Is making it yourself too much trouble? Does it not come out quite right? Or maybe you'd just rather reach for the Ben & Jerry's or Hagen Daas.
On the other hand, there are those who go homemade and never go back to cartons of commercial cold and creamy things.
What about you?
Do you prefer to make your ice cream, frozen yogurt, or sorbet at home, or is the frozen dessert section of your local grocery store more to your liking?
Here's the Vanilla Ice Cream Recipe for Your Cuisinart ICE
Add your own mix-ins.
|Prep time||Cook time||Ready in||Yields|
Depends how much you can eat! (But normally up to 5)
- 1 c. Whole milk
- 2 c. Heavy cream
- 3/4 c. Granulated sugar
- 1 Tbsp. Vanilla extract
- Pinch of salt
- Add the milk, sugar and salt to your mixing bowl and whisk until the sugar is dissolved, or use a hand mixer on low.

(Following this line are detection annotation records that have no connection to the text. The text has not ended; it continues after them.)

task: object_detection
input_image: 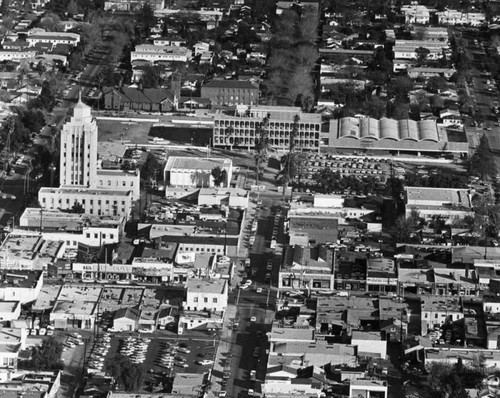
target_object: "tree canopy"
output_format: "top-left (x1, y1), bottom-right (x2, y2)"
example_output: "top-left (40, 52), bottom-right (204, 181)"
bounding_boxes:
top-left (20, 337), bottom-right (64, 370)
top-left (211, 166), bottom-right (227, 187)
top-left (468, 135), bottom-right (497, 179)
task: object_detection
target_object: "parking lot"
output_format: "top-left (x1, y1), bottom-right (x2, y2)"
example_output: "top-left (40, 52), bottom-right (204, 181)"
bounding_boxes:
top-left (83, 334), bottom-right (217, 393)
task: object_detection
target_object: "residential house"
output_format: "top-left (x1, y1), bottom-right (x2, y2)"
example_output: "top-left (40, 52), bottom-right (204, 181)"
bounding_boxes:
top-left (439, 109), bottom-right (464, 128)
top-left (401, 2), bottom-right (430, 25)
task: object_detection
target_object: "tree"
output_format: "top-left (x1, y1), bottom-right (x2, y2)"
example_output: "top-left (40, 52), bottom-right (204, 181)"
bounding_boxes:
top-left (211, 166), bottom-right (227, 187)
top-left (141, 65), bottom-right (163, 88)
top-left (364, 97), bottom-right (386, 119)
top-left (106, 355), bottom-right (145, 391)
top-left (20, 336), bottom-right (64, 370)
top-left (39, 12), bottom-right (61, 32)
top-left (425, 76), bottom-right (448, 94)
top-left (138, 1), bottom-right (155, 37)
top-left (313, 167), bottom-right (342, 193)
top-left (255, 117), bottom-right (269, 185)
top-left (141, 153), bottom-right (160, 184)
top-left (387, 76), bottom-right (413, 105)
top-left (415, 47), bottom-right (431, 66)
top-left (71, 202), bottom-right (85, 214)
top-left (277, 115), bottom-right (300, 198)
top-left (68, 0), bottom-right (78, 15)
top-left (468, 134), bottom-right (497, 180)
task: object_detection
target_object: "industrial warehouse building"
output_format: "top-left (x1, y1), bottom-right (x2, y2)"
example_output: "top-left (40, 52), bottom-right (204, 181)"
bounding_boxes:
top-left (322, 116), bottom-right (469, 157)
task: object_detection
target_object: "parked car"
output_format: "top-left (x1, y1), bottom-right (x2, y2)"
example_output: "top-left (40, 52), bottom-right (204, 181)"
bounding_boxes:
top-left (197, 359), bottom-right (214, 366)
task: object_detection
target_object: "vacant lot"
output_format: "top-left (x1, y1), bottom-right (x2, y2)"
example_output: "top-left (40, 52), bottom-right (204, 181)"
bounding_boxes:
top-left (97, 119), bottom-right (153, 144)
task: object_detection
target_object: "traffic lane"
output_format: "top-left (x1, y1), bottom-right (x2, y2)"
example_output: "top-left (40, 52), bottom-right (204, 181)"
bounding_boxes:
top-left (232, 304), bottom-right (267, 397)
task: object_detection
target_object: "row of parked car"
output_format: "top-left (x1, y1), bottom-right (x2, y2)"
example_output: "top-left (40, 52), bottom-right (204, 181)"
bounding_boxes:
top-left (88, 333), bottom-right (111, 373)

- Stir in the cream and vanilla.
- Let that mixture chill in the refrigerator anywhere from 1 hour to overnight.
- Turn on the machine and pour the liquid mix in through the opening on top. Let the mixing continue until the ice cream is thick, which takes about 15 minutes.
- Pour in any mix-ins about five minutes before the churning cycle is done.

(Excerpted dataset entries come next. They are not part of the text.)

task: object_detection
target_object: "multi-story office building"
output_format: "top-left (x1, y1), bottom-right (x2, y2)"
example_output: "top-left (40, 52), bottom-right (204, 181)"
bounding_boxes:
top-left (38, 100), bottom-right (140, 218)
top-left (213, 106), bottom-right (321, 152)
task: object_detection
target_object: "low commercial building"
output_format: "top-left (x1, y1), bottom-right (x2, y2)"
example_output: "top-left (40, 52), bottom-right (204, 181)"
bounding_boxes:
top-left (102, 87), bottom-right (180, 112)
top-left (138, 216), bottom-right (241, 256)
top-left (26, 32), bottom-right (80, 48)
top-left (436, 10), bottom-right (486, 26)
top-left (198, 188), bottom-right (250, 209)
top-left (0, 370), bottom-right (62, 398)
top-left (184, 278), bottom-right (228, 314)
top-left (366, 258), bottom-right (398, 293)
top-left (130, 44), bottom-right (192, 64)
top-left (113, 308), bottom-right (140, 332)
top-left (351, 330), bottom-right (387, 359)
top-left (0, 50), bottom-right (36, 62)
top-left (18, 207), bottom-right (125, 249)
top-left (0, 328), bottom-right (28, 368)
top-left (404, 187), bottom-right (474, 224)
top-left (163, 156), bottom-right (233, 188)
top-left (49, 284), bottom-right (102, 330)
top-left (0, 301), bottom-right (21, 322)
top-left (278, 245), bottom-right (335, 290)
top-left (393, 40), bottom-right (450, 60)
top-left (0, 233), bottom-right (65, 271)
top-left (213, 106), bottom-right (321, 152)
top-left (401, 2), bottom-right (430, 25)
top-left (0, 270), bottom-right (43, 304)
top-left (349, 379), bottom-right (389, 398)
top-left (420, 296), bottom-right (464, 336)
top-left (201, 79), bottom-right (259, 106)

- Freeze for a minimum of 1 hour.
More Ice Cream Recipes - You can make any type of ice cream in the Cuisinart ICE-21
As long as the recipe doesn't yield more than 1-1/2 quarts, you're fine.
- Homemade Ice Cream Recipes
A bunch of them from AllRecipes.com, like key lime pie ice cream, peanut butter cup, easy chocolate, butter pecan, and more.
- 20 Best Recipes for Homemade Ice Cream
From Southern Living Magazine, including cherry-bourban, banana-coconut, pecan-caramel, and ... okay, I'd better quit before I get another craving.
© 2013 Deb Kingsbury
Have You Ever Made Ice Cream or Other Frozen Desserts? If so, how did they turn out? Have a favorite recipe or ice cream maker?
Renaissance Woman from Colorado on July 01, 2013:
One of my favorite childhood memories involves making homemade ice cream. Of course, that's when we made it with snow (not yellow) and a hand-cranked ice cream maker. Excellent workout and the ice cream was very tasty, too.
jlshernandez on June 16, 2013:
I have to try this. I actaully have a 2 cup ice cream maker and have never used it yet.
chi kung on May 29, 2013:
It's so simple to make icecream at home now :)
holzeason on May 28, 2013:
I have been trying to make ice cream without an ice cream machine, but without success. My ice cream turns out like sorbet, and not creamy at all. Guess ice cream maker makes all the difference?
ConvenientCalendar on May 24, 2013:
I have not, but probably in the future I will!
Loretta Livingstone from Chilterns, UK. on April 15, 2013:
I made granita di limone many years ago when I was in my teens. I wanted to impress at a dinner party. My guests spent a lot of time stirring it with their spoons, but very little reached their mouths! We still laugh about it, but hey - I married one of the dinner guests (eventually) so I did something right!
Vikk Simmons from Houston on April 15, 2013:
Never made any ice cream. Chocolate Mint is one of my favorite flavors, though.
mrdata on April 15, 2013:
Your ice cream look delicious! Thanks for your ice cream recipe and congrats for your LOTD!
anonymous on April 10, 2013:
I like to make snow ice cream. Making some ice cream at home with my kids in the summer would be fun too.